Choralis Constantinus II contents:
- Mass 25
- Sequence, v. 2 (p. 460)
Character of the Choralis Constantinus II example:
Glarean added text to Heyden's originally textless example. Since he did not know that Isaac set only even-numbered verses of sequences, he mistakenly applied the words of the first, rather than the second, verse of the chant to the example. He commented disapprovingly on the complexity of the notation.
In both the original notation and the resolution, Glarean substitutes 3/2 for Heyden's 3/1.
Glarean must have derived his example from Heyden's Musicae, since he has correct readings in the three places where De arte canendi has errors. He corrected the errors in m. 4 of the original and mm. 2 and 15 of the resolution.
Recognizing the errors in both the original and the resolution of the bass in m. 18 in Musicae, Glarean recomposed the measure in both of his versions. In his resolution, the measure reads g g a d (breve-semibreve-semibreve-breve) in 3/2. The third g in Heyden's example is changed to a to make it compatible with the other voices.

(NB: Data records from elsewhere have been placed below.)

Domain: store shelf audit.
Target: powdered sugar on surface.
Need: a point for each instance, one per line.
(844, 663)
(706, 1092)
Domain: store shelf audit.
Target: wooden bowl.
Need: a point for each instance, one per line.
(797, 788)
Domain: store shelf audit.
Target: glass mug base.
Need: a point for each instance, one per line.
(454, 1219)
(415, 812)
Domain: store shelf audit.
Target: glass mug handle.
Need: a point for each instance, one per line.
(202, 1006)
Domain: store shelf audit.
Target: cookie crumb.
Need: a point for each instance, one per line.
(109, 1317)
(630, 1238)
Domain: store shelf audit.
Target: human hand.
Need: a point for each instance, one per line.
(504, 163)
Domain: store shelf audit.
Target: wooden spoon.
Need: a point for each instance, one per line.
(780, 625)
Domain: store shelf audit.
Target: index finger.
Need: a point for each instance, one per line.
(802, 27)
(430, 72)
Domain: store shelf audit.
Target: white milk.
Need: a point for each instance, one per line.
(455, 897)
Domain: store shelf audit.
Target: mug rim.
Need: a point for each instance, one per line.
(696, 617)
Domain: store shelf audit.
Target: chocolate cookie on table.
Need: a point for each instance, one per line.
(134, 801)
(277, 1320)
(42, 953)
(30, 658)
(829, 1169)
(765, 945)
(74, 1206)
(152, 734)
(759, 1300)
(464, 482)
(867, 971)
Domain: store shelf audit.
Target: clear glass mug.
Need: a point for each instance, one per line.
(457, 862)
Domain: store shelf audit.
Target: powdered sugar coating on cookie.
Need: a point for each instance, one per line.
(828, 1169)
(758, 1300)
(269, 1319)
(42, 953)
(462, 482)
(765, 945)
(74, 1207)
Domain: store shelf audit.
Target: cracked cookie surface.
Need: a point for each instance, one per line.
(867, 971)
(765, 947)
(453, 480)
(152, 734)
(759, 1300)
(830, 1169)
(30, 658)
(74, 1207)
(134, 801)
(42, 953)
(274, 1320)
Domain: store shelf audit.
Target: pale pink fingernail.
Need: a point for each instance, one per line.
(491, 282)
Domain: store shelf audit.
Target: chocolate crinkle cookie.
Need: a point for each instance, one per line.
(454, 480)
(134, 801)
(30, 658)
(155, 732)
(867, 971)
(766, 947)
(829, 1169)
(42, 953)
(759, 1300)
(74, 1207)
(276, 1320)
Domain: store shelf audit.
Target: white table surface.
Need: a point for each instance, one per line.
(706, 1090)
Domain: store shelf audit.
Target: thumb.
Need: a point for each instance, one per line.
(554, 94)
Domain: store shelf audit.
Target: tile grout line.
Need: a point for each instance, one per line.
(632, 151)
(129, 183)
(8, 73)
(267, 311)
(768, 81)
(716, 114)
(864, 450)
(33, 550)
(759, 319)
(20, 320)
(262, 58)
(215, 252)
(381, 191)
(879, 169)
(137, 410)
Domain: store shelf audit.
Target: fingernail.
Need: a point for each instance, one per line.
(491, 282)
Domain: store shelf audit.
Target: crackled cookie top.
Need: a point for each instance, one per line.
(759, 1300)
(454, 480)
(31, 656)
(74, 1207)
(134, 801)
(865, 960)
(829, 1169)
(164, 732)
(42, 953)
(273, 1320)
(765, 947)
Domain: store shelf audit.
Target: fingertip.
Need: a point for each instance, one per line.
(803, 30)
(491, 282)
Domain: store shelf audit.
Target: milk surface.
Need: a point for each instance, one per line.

In his version of the original, Glarean notated the measure in 12/2 proportion with values four times as long as those in the resolution, probably in response to Heyden's notation of the measure in 4/1 proportion with sesquialtera in three of the voices.
Glarean's example has one error that is not in either of Heyden's versions: tenor, m. 12 n. 5 of the resolution, is a semibreve, rather than a breve.